To begin the cleanup process, the first grants will go to three Alaska Native corporations —Utqiaġvik’s Ukpeaġvik Iñupiat Corp., Ounalashka Corp. and Tyonek Native Corp. — for projects that were considered “shovel-ready” and could start in the fiscal year of 2023, explained EPA regional spokesperson Suzanne Skadowski.
Funds from this initial round of grants are expected to be awarded between September and October of this year, and projects are expected to be completed in 2024, Skadowski said. EPA expects to select additional projects for funding in late 2023 or in 2024.
In this round of funding, Tyonek Native Corp. has been selected to receive $1 million to decommission abandoned drums and clean up any remaining petroleum on the Iniskin Peninsula, according to the EPA’s statement In turn, Ounalashka Corp. is set to receive $1 million to remove soils contaminated with PCBs, or polychlorinated biphenyls, at a World War II-era warehouse in Dutch Harbor.

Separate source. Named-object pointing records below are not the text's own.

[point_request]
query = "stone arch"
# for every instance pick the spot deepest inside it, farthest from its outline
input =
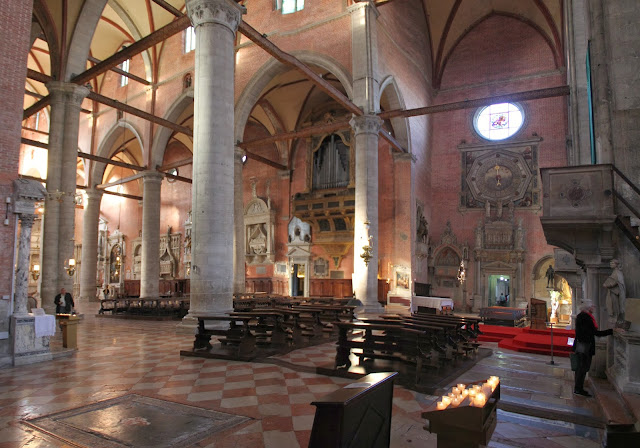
(137, 35)
(273, 68)
(82, 37)
(396, 101)
(105, 146)
(161, 140)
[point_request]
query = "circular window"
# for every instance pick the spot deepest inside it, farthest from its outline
(498, 121)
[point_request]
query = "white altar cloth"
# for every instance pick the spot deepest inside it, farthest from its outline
(45, 325)
(430, 302)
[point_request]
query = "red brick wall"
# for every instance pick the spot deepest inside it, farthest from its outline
(485, 63)
(15, 17)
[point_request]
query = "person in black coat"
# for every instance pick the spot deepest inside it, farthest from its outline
(64, 302)
(585, 346)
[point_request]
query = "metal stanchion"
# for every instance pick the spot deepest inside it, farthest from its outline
(551, 362)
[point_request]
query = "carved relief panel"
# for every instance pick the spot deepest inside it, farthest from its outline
(169, 254)
(259, 223)
(500, 173)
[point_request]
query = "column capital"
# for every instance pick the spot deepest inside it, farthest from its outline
(27, 219)
(152, 177)
(238, 154)
(93, 194)
(366, 124)
(67, 92)
(222, 12)
(363, 5)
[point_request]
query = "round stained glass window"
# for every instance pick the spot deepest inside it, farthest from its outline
(498, 121)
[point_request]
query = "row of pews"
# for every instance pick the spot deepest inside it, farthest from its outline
(421, 340)
(175, 307)
(265, 325)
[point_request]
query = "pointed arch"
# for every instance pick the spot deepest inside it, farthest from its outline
(272, 68)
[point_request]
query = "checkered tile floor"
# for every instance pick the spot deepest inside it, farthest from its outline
(117, 357)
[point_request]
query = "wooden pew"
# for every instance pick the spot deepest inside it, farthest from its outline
(382, 341)
(236, 336)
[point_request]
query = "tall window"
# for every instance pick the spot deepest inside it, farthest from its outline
(331, 164)
(289, 6)
(124, 80)
(189, 39)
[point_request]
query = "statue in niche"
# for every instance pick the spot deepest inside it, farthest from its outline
(519, 234)
(422, 227)
(479, 236)
(550, 274)
(258, 240)
(616, 293)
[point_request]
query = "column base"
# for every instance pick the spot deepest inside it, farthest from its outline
(26, 347)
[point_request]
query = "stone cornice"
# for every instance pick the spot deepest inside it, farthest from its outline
(222, 12)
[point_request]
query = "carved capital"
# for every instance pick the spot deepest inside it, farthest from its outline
(152, 177)
(93, 194)
(366, 124)
(26, 220)
(67, 93)
(223, 12)
(238, 154)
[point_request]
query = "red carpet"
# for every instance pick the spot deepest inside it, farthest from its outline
(528, 340)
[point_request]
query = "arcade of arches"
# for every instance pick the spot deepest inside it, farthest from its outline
(264, 151)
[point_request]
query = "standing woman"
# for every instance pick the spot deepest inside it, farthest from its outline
(585, 345)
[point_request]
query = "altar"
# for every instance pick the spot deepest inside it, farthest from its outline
(430, 302)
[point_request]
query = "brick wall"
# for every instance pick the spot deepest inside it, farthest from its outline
(15, 17)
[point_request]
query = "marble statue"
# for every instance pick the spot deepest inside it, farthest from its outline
(616, 293)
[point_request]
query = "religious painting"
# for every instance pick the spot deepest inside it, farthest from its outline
(402, 280)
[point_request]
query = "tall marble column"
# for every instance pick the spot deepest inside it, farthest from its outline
(364, 50)
(150, 263)
(215, 22)
(365, 281)
(22, 265)
(59, 222)
(238, 235)
(89, 263)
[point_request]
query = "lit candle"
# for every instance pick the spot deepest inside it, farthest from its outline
(480, 400)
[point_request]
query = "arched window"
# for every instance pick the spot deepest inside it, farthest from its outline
(498, 121)
(331, 164)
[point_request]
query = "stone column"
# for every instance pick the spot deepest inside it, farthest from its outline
(365, 276)
(601, 88)
(215, 22)
(22, 265)
(59, 222)
(89, 263)
(150, 263)
(238, 207)
(364, 50)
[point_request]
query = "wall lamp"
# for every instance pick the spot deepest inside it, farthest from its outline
(367, 249)
(71, 267)
(35, 272)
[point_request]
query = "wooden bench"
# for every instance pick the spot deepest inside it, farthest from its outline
(357, 415)
(236, 336)
(382, 341)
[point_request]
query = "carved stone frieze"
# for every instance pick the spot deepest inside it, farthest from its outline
(366, 124)
(223, 12)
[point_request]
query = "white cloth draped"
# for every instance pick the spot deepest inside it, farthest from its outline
(45, 325)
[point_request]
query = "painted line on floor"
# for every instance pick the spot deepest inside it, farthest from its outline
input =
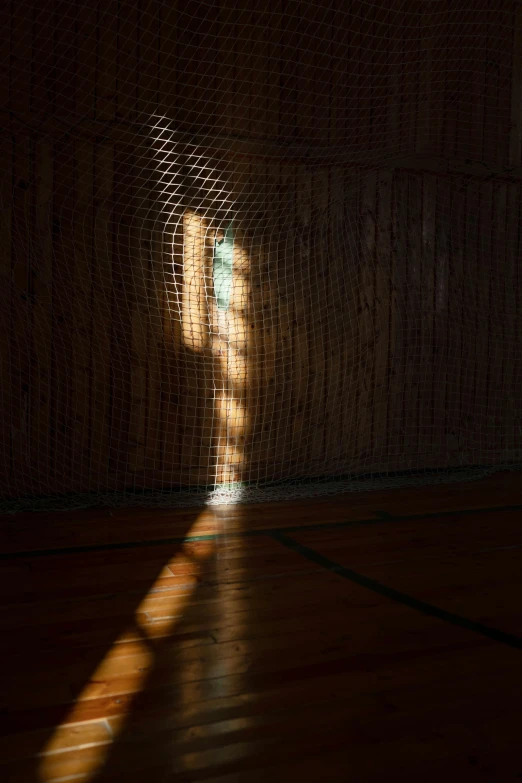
(396, 595)
(381, 518)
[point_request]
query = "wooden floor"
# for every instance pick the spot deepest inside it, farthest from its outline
(366, 637)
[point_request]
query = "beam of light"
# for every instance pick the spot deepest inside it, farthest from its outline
(127, 666)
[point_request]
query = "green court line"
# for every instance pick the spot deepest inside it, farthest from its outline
(395, 595)
(382, 517)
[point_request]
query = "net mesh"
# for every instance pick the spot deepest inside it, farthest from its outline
(256, 252)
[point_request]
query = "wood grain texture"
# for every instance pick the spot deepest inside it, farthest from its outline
(235, 657)
(371, 296)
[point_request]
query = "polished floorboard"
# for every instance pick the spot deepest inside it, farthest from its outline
(360, 638)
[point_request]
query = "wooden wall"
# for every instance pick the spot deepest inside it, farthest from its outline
(375, 317)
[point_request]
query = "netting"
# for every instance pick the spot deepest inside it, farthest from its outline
(258, 251)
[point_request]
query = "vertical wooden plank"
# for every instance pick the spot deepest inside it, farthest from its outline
(43, 76)
(285, 285)
(366, 321)
(195, 336)
(259, 84)
(380, 143)
(171, 205)
(427, 295)
(41, 289)
(6, 293)
(101, 314)
(515, 133)
(64, 322)
(382, 315)
(410, 75)
(128, 64)
(426, 41)
(290, 54)
(6, 205)
(336, 319)
(477, 119)
(500, 411)
(318, 281)
(82, 260)
(302, 316)
(473, 260)
(398, 354)
(148, 59)
(139, 272)
(122, 310)
(65, 59)
(271, 413)
(438, 77)
(456, 322)
(20, 66)
(107, 87)
(87, 14)
(452, 77)
(393, 85)
(512, 248)
(441, 332)
(484, 343)
(256, 363)
(155, 348)
(168, 82)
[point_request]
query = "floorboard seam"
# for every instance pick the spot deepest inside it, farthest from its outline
(430, 610)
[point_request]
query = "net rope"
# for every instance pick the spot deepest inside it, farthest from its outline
(254, 253)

Ukpeaġvik Iñupiat Corp. has been selected to receive more than $580,000 to assess and clean up the consequences of a fuel spill at the NARL powerhouse and conduct lead and asbestos testing and abatement at the powerhouse, wastewater treatment plants and other buildings, Skadowski said.

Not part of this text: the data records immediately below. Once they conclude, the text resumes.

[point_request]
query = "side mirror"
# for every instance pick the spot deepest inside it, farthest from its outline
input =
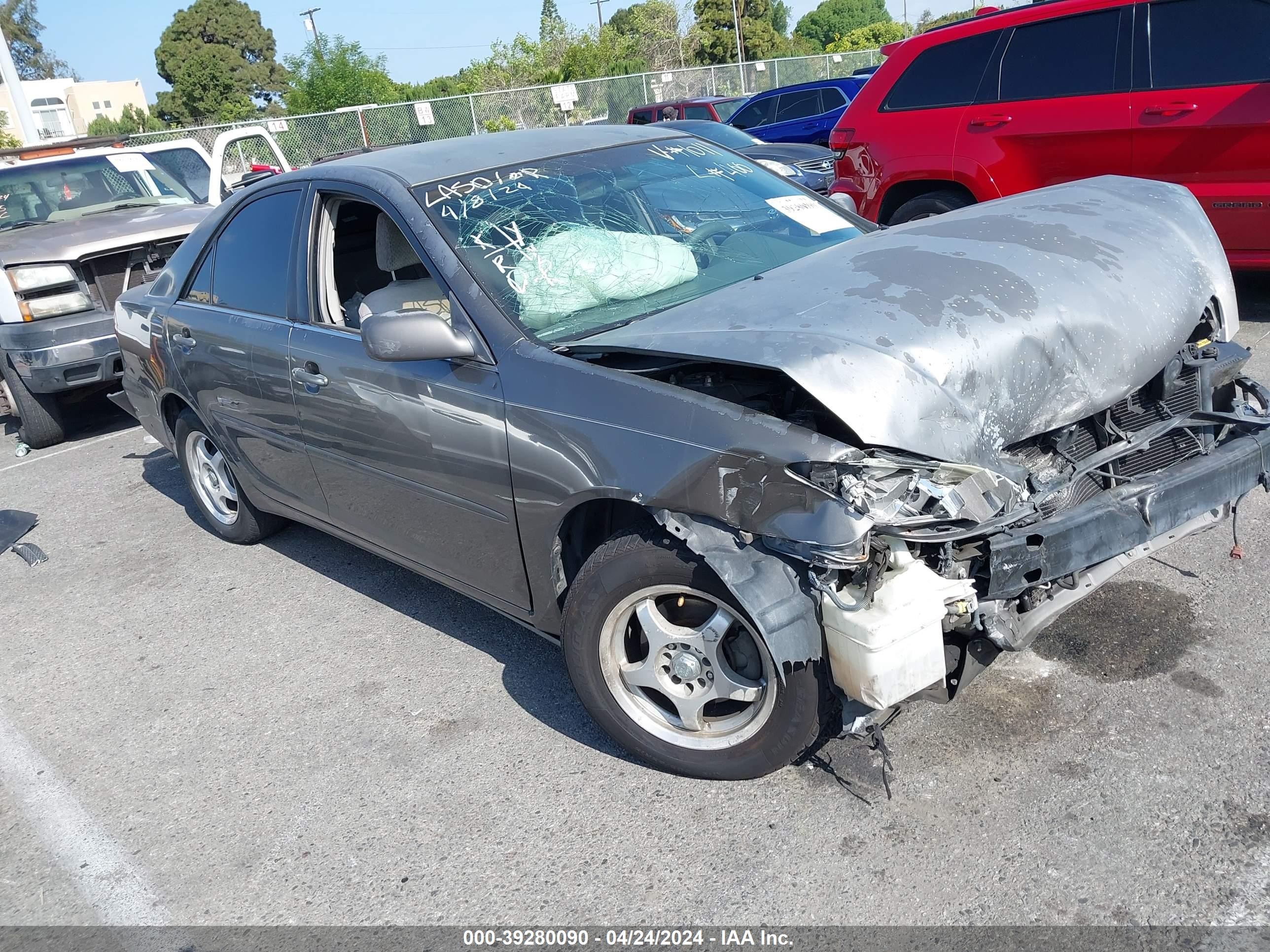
(413, 336)
(252, 178)
(843, 199)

Several fuel spills have been reported at the former NARL in the past. The facility is bordered on the southwest by Imikpuk Lake, one of the two local potable water sources.
While NARL was previously a U.S. Navy facility, UIC now owns the property. The organization operates the Barrow Arctic Research Center to host scientific research at the now de-commissioned NARL campus.

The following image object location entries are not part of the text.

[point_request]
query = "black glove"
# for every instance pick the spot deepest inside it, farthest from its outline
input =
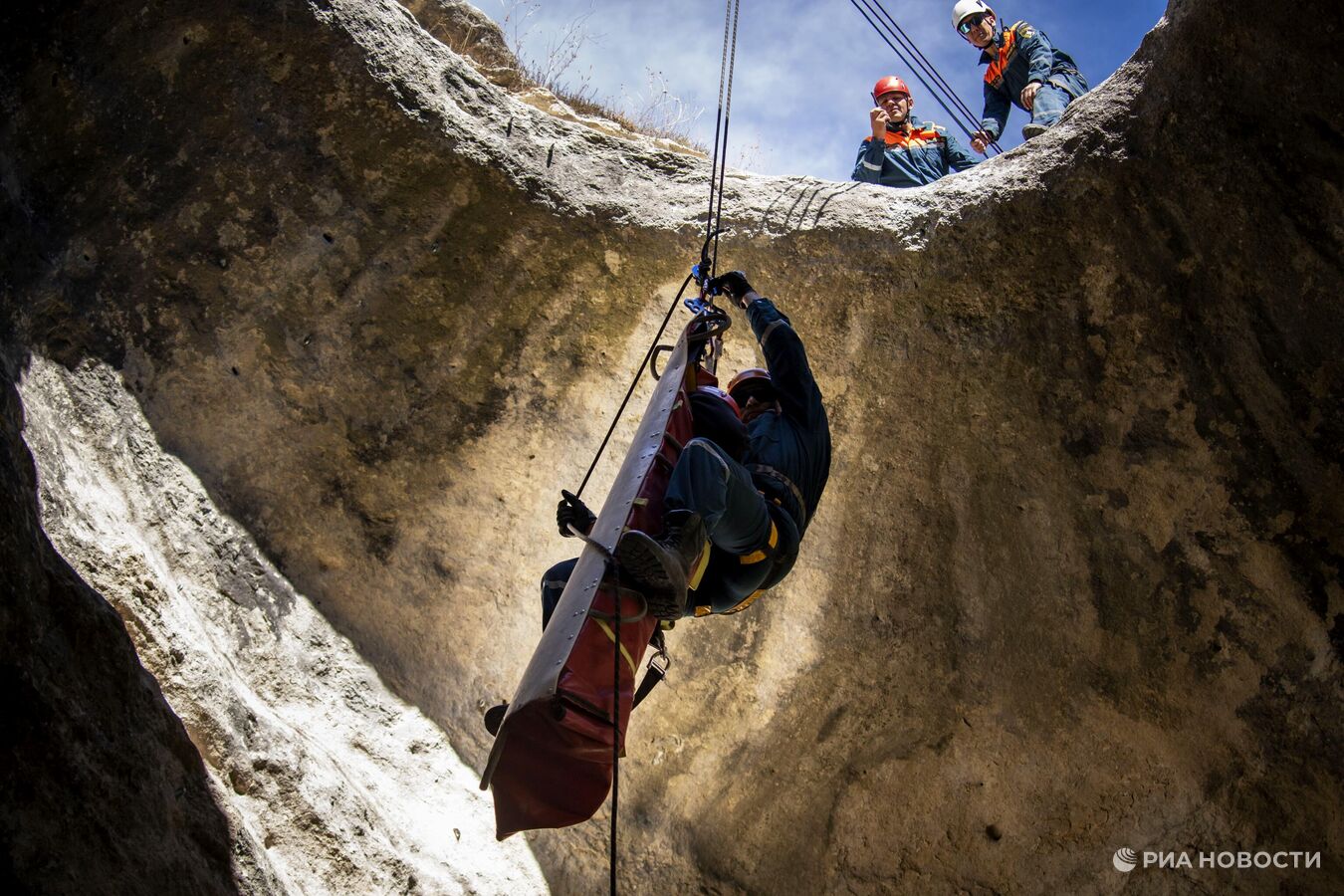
(734, 284)
(572, 511)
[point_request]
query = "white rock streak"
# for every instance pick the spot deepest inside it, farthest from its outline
(330, 781)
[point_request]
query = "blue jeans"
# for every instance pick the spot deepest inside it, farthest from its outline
(710, 483)
(737, 520)
(1056, 93)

“Ukpeaġvik Iñupiat Corporation is thrilled and honored to be one of the first organizations to be selected for the EPA’s project funding aimed at addressing contaminated ANCSA lands,” UIC President and CEO Pearl Brower said in a prepared statement. “The important work that is to come from the EPA Contaminated ANCSA Land Assistance Agreements resonates deeply with our core commitment to protecting our lands for future generations.”
Visit to Utqiaġvik
During his visit to Utqiaġvik last Wednesday, Regan met with students from Barrow High School, who shared their concerns about climate impacts like beach erosion and thawing permafrost which is impacting the town’s infrastructure, said Tim Carroll, EPA spokesperson. He also talked to Iḷisaġvik College students about the impacts of climate change and the future of clean energy.
The Iḷisaġvik students greeted the EPA administrator with traditional drumming and motion dancing, said Tiġiġluk Frieda Nageak, external affairs coordinator at Iḷisaġvik.
Students were also able to talk to Regan about “the importance of clean water, clean lands because we’re still hunting on our lands,” Nageak said.
“It was really awesome that they came and they wanted to listen, they wanted to hear from students,” Nageak said. “He talked about the students as future generations and that they are the decision-maker ... youth standing up for the environment themselves.”
We had a wonderful visit from EPA Administrator, Michael S. Regan and his staff on Wednesday afternoon. Students drummed...
Posted by Iḷisaġvik College on Friday, September 1, 2023
In Utqiaġvik, Regan visited several contaminated sites, including the powerhouse at former NARL. He also stopped by Imikpuk Lake, where the levels of “forever chemicals” PFOA and PFOS – which don’t degrade in the environment – have been detected over EPA’s lifetime health advisory level, Carroll said.
The visit to Utqiaġvik was crucial for the EPA administrator to hear directly from Indigenous communities and their elected leadership, said Kate Wolgemuth, program and government affairs manager for the Voice of the Arctic Iñupiat, who was present during the trip.
“This visit enabled you to see and understand firsthand how contamination from abandoned federal government materials left decades ago is still affecting our lives,” Wolgemuth said during a press conference last Thursday. “These sites are both directly in our communities and on the lands and waters where we hunt, fish, and gather to feed our people.”